For their study, Becerril Arreola and Bucklin collected data on PET container attributes for a series of leading beverage brands’ product lines. PET, or polyethylene terephthalate, is molded into common plastic bottles and containers. The data they collected accounts for a large proportion of the U.S. market’s plastic containers.

They zeroed in on Minnesota as a specific case study because the state reliably reports PET waste collection figures for most of its counties; its patterns of non-alcoholic beverage consumption are close to the national average; and the state collects a dominant share of PET — about 68 percent — from residential sources.
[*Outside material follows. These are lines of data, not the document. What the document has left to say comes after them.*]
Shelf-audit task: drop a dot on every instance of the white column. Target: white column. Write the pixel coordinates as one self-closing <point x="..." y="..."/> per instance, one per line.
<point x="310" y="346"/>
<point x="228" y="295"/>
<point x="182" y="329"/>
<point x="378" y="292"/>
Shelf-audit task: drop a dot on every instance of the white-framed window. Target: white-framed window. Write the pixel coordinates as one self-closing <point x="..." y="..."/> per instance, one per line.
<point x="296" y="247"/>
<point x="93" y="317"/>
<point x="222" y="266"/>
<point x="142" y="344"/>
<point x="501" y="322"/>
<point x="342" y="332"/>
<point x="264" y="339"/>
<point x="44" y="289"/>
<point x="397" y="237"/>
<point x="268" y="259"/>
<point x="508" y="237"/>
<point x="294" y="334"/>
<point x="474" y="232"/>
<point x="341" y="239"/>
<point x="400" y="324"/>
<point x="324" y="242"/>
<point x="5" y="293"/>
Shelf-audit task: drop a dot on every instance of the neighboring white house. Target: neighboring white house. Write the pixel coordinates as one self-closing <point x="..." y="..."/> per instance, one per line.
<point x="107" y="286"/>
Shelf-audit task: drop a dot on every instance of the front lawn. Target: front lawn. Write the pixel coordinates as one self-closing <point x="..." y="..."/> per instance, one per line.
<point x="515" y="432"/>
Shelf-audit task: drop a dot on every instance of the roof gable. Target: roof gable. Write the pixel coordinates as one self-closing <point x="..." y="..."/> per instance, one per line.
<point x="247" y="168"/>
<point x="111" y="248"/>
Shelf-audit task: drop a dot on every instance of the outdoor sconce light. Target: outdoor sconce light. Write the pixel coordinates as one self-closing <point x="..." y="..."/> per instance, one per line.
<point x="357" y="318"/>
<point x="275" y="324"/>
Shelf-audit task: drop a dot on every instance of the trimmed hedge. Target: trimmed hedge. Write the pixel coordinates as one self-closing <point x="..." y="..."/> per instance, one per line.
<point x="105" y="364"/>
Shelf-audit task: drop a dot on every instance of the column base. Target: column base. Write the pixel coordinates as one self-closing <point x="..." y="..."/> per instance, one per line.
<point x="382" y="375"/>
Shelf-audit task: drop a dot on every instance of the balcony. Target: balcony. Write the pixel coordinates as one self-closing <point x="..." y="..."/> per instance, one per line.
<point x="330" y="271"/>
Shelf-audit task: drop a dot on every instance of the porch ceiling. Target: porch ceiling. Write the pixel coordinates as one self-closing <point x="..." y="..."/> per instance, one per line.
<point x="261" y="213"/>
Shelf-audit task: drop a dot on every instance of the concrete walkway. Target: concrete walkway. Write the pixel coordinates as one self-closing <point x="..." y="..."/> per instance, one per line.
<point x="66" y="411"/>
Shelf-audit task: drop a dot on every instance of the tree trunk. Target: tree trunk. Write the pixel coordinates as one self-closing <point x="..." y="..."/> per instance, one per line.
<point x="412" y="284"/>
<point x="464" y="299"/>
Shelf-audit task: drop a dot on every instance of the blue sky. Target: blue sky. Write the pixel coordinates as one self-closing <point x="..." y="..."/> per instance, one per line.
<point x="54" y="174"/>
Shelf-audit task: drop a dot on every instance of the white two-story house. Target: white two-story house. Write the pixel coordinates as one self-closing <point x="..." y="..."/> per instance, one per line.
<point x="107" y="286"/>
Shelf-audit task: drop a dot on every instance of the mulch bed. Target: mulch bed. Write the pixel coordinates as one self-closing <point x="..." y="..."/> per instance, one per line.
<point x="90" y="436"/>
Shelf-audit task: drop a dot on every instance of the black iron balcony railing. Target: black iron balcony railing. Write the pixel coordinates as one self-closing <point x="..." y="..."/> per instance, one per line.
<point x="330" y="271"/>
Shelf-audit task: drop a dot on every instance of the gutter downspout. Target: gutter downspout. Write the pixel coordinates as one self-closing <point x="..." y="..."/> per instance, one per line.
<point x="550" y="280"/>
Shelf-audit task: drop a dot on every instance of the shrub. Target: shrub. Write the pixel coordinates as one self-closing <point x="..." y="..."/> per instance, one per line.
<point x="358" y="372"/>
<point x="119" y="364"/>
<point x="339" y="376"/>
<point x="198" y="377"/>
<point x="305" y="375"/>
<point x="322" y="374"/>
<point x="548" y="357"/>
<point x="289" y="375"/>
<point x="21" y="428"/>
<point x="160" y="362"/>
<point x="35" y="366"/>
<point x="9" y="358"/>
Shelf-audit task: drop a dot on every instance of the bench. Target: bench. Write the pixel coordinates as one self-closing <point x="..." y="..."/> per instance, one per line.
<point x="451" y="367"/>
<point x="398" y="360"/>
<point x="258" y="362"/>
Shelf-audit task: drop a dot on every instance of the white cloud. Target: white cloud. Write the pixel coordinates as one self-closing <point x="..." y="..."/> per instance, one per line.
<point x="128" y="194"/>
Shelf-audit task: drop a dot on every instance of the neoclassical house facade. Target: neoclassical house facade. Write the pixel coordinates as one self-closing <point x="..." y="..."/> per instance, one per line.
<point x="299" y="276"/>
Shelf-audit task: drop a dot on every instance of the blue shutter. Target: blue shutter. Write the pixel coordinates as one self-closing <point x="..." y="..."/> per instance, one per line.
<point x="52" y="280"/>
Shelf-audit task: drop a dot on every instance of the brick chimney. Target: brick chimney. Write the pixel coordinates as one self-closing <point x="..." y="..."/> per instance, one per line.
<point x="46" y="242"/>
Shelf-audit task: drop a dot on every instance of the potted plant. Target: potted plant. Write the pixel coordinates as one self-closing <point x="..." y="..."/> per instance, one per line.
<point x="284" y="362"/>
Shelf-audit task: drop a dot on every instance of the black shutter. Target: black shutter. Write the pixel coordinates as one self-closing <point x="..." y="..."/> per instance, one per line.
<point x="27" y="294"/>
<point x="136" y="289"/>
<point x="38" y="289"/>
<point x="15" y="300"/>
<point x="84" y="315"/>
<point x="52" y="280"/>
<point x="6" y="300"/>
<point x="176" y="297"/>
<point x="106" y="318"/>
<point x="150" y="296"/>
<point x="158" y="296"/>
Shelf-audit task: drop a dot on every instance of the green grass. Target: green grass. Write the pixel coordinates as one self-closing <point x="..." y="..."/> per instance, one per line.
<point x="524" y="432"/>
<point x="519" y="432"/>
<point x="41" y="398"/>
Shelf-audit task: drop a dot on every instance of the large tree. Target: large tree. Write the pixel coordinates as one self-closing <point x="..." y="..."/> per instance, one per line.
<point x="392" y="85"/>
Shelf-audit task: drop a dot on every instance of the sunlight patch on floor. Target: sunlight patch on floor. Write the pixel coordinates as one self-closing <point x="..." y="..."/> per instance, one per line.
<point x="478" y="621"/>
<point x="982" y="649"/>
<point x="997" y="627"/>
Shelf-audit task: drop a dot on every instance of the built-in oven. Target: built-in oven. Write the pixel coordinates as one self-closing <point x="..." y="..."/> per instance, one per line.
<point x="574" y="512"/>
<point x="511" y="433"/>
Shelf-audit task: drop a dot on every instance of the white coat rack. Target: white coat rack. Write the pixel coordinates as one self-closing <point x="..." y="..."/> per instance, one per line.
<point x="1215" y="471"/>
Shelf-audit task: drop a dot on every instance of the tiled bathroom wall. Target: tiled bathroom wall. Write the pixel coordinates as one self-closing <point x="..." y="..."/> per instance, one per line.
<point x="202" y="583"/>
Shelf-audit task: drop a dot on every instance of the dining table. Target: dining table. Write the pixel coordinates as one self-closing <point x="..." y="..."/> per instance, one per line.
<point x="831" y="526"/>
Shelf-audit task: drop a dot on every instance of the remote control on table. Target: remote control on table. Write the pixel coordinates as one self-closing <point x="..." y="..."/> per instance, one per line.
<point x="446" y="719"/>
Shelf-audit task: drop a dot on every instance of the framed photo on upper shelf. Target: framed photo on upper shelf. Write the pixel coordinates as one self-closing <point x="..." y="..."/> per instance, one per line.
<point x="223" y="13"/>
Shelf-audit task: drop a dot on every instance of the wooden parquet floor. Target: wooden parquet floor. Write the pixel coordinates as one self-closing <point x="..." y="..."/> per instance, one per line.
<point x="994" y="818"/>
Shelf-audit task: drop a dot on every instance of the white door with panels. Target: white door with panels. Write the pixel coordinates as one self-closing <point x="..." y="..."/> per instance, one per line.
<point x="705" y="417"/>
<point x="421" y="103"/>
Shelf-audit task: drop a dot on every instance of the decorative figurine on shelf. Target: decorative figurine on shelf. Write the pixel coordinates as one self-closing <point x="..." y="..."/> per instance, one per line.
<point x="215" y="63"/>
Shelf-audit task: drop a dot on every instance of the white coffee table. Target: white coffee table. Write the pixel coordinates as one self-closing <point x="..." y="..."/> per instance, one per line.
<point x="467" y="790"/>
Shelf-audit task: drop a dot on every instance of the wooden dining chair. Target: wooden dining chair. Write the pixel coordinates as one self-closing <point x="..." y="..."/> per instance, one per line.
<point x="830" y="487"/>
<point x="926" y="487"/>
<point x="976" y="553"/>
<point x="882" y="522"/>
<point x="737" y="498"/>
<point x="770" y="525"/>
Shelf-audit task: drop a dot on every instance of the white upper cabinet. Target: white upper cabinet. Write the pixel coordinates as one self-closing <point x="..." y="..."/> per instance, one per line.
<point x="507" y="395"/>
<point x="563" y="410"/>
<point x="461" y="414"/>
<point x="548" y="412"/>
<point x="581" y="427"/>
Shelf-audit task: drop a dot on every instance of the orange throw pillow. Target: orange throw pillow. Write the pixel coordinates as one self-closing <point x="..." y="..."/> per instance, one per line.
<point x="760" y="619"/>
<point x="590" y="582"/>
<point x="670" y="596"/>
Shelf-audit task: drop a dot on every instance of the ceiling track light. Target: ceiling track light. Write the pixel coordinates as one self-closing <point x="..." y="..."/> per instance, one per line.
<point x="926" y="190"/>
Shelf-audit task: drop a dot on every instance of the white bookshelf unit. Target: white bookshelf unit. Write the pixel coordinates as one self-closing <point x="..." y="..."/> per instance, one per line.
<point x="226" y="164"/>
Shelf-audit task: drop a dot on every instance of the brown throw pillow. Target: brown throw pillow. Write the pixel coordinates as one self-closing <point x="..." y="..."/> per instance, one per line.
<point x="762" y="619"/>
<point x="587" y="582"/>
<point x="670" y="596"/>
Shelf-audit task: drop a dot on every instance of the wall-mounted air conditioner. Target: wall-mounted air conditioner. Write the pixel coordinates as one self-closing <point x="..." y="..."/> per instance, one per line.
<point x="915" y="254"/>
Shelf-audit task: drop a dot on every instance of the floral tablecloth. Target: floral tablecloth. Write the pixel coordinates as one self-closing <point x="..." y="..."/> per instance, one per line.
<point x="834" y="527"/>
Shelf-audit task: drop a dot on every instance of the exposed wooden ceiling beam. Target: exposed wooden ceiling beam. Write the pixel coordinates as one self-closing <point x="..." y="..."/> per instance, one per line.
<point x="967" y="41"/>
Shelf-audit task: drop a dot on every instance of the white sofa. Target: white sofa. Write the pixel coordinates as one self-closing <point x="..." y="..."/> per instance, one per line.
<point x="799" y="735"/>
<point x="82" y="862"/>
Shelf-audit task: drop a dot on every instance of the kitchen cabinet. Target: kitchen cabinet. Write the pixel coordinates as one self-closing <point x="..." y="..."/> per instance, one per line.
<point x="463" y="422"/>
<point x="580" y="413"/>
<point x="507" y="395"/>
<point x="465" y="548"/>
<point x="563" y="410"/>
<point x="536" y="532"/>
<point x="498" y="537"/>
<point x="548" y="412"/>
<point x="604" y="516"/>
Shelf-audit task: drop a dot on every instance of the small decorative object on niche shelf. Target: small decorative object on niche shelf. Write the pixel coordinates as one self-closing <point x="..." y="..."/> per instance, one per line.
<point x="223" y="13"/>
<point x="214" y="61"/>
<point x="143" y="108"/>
Residential waste is tightly connected to retail sales, Becerril Arreola added.

The research team found that if 20 percent of beverage product sales switched to mid-size containers from smaller ones, PET use would be reduced by more than 1 percent. The potential reduction equates to close to 10,000 tons of PET waste in 2013, just in the U.S.

Becerril Arreola noted that PET waste has actually grown rapidly in the past eight years and even more so in developing countries, so the reduction would be even greater in 2021.

“To put that number in perspective, the Eiffel Tower weighs around 10,000 tons,” Becerril Arreola said. “10,000 tons of plastic would cover one fourth of the surface of the state of Texas.”

While their study addresses new avenues for manufacturers to reduce plastic waste, Becerril Arreola said their research explores just one aspect of the plastic problem. Many factors play into consumer packaging sizes.

For example, consumers may prefer smaller sizes, especially if the product contains sugar or processed ingredients; smaller sizes can help limit serving sizes and thus caloric intake. If a company stops producing a smaller package, consumers may switch to a competitor who offers the size they want. Nonetheless, making consumers aware of the environmental impact of smaller containers may steer them to other brands who are more sustainably focused.

“We hope the results of our study will raise awareness among both manufacturers and consumers about the consequences of their choices,” Becerril Arreola said. “The findings suggest an opportunity for manufacturers to reduce their environmental impact and mitigate the potential consequences of the plastic problem on their reputation.”

As climate change and global warming continue to raise environmental concerns, more research is warranted to develop actionable solutions to manufacturing and consumer waste, Becerril Arreola said.